Growing nested sets in .Net conditions





Hi, my name is Anton and I am a developer. Son I gave birth, the house built bought, it remains to grow a tree. Since I'm not very much an agronomist, I had to code a tree. Our project consists of several microservices on .Net Core, entities that form hierarchical relationships are stored in the PostgreSQL database. I'll tell you what structure is better to choose for storing such data, why exactly Nested sets, what rakes you can step on, and how to live with it later.



What are Nested sets



Everyone knows how a tree grows in a garden, and in the case of Nested sets, the tree grows like this: for each node, two fields Left and Right are stored, they are integers. The logic here is that Left is less than Right, and if a node has children, then all the Left and Right values ​​of the child nodes must be between the corresponding values ​​of the parent.





How they grow with us



We have dedicated a separate microservice for storing hierarchies. Fronted often has to draw a complete tree as well as subtrees of elements in the detail view, while inserting and moving elements is relatively rare. For such a case, Nested sets are perfect. Stored in a table like this:





Id is the identifier of the corresponding entity, using it you can get complete information from the appropriate microservice. TreeId is the identifier of the root element. The trees in the project are mostly small, but there are many of them. EntityFramework is used to read from the database, the class corresponds one to one to the table structure.



How to read



With this storage method, getting the elements of the subtree is simple - we request all nodes whose Left is greater than the Left of the parent, and the Right, respectively, is less. We also check that all nodes belong to the same tree - by the TreeId column. This is the most frequently needed operation and is performed quickly. For example, like this:



dataContext.Nodes.Where(_ => 
                        _.Left > node.Left && 
                        _.Right < node.Right && 
                        _.TreeId == node.TreeId); 


Another frequently performed operation is finding all the parent nodes of an object. Here, too, is not difficult - we request tree nodes whose Left is less than the Left of the parent element, and the Right, respectively, is larger. For example, in this way:



dataContext.Nodes.Where(_ => 
                        _.Left < node.Left && 
                        _.Right > node.Right && 
                        _.TreeId == node.TreeId);


How to grow new branches



Let's move on to the difficult part - transplant, i.e. adding nodes or moving from one subtree to another. Let's figure out how to make a transfer, because this operation essentially includes everything you need to add a child element.

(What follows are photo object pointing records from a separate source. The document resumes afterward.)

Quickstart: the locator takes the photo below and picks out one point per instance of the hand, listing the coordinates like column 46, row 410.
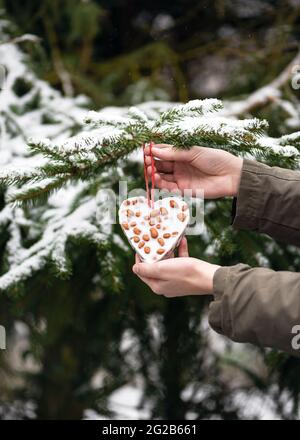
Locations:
column 177, row 276
column 215, row 171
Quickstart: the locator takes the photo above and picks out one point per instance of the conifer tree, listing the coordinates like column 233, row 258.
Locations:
column 63, row 275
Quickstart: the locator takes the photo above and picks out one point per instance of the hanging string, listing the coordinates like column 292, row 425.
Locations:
column 150, row 195
column 146, row 177
column 152, row 175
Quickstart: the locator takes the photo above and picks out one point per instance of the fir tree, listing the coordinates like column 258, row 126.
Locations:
column 88, row 335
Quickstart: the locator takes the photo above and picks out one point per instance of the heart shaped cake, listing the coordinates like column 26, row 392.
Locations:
column 154, row 232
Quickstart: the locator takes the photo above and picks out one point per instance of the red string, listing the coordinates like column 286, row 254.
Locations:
column 146, row 176
column 150, row 196
column 152, row 175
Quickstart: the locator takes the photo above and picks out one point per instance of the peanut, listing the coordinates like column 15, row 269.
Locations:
column 163, row 211
column 181, row 216
column 153, row 232
column 161, row 241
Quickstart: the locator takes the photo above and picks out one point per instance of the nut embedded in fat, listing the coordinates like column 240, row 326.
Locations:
column 153, row 232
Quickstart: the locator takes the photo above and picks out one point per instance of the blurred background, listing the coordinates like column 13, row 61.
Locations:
column 84, row 349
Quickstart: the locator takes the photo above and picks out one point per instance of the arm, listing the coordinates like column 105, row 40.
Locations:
column 256, row 305
column 268, row 201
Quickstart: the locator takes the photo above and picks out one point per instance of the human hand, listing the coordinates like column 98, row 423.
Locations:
column 215, row 171
column 180, row 276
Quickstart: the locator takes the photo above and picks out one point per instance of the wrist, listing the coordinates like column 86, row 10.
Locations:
column 236, row 176
column 205, row 274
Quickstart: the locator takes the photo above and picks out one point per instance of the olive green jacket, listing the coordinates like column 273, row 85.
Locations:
column 259, row 305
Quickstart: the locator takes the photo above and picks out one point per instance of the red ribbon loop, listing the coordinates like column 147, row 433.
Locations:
column 150, row 195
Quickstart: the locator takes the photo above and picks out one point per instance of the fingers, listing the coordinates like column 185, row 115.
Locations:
column 183, row 250
column 161, row 182
column 160, row 165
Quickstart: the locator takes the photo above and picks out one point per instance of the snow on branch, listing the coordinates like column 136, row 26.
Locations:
column 114, row 136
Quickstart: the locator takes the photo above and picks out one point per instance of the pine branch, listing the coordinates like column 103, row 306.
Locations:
column 112, row 138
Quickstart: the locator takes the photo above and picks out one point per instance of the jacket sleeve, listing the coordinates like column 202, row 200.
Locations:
column 268, row 201
column 257, row 305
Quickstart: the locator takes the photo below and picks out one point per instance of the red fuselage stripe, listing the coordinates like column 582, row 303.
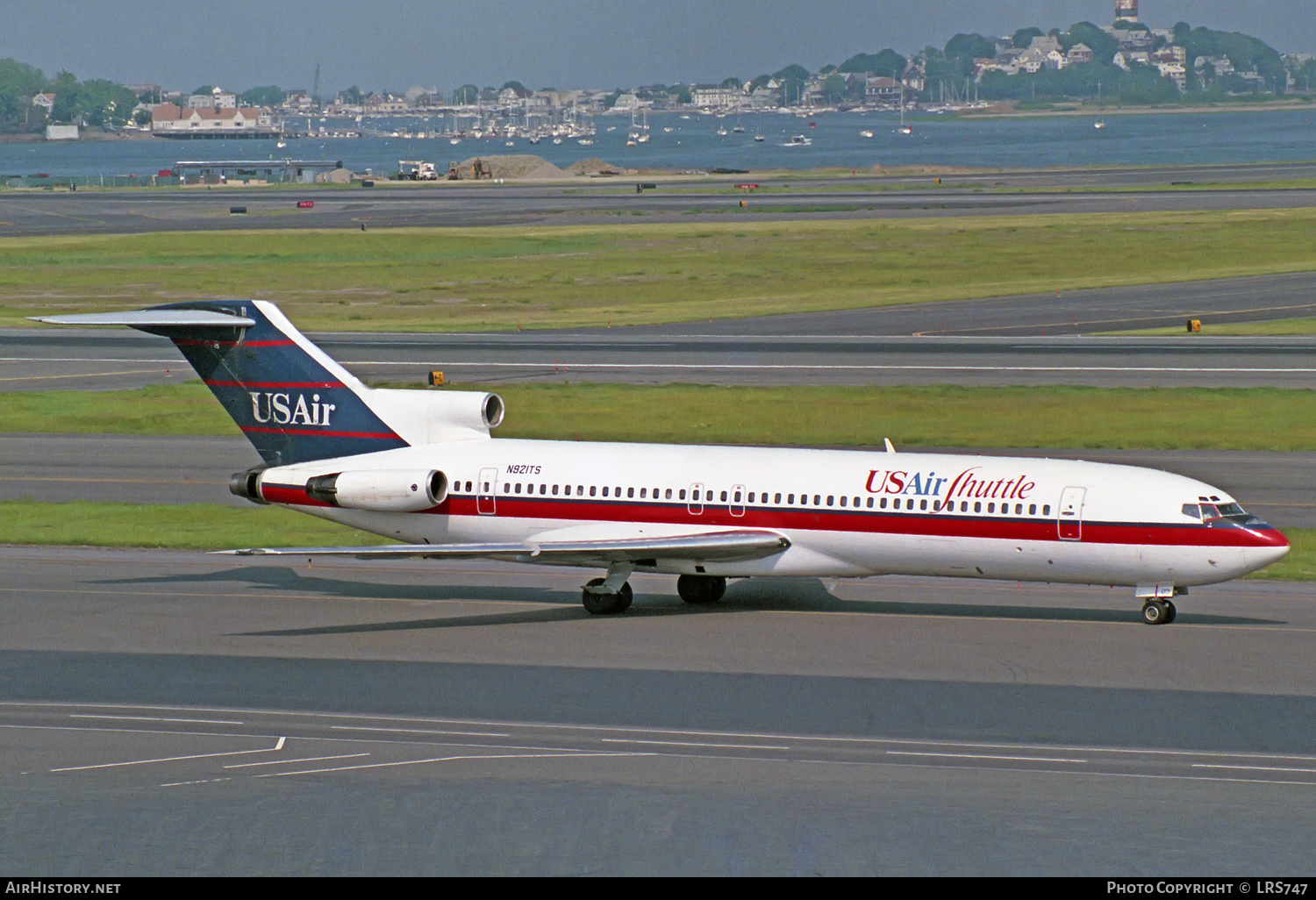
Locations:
column 836, row 520
column 278, row 384
column 375, row 436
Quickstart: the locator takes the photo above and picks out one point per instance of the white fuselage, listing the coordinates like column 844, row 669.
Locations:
column 845, row 513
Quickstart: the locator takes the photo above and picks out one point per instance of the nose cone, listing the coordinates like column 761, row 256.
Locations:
column 1266, row 545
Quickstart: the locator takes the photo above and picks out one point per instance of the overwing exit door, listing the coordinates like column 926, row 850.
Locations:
column 1070, row 521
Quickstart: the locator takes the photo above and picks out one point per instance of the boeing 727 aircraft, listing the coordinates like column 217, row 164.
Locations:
column 420, row 468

The first thing to do for a successful insert is to allow only one insert or update operation. To do this, we will use blocking. It makes no sense to lock the entire table, since nodes can only navigate within one tree, so it is enough to lock only this tree. To do this, execute the following SQL query:



select * from "Nodes" where "TreeId" = <TreeId> for update; 


This will allow us to read the elements of the tree immediately, but if we need to add or change a node in the tree where such an operation has already begun, we will have to wait for the previous one to complete.



The next step is to prepare the place for the transplant - create a gap between Left and Right. Let's calculate how much space is needed - this is the difference between Right and Left of the root element of the subtree being moved. Add this difference to all the children of the node that will become the new parent. We can catch Exception here, and here's why. To speed up the search and reading in the table, two B-Tree indexes have been added, on the Left and Right fields, and if you change the values ​​of these fields at the same time, EntityFramework may generate a circular dependency error, since two indices can be recalculated simultaneously on one line. The error will be of type InvalidOperationException with the following message:



Unable to save changes because a circular dependency was detected in the data to be saved: 'Node [Modified] <- Index {' Right ',' TreeId '} Node [Modified] <- Index {' Left ',' TreeId '} Node [Modified] '.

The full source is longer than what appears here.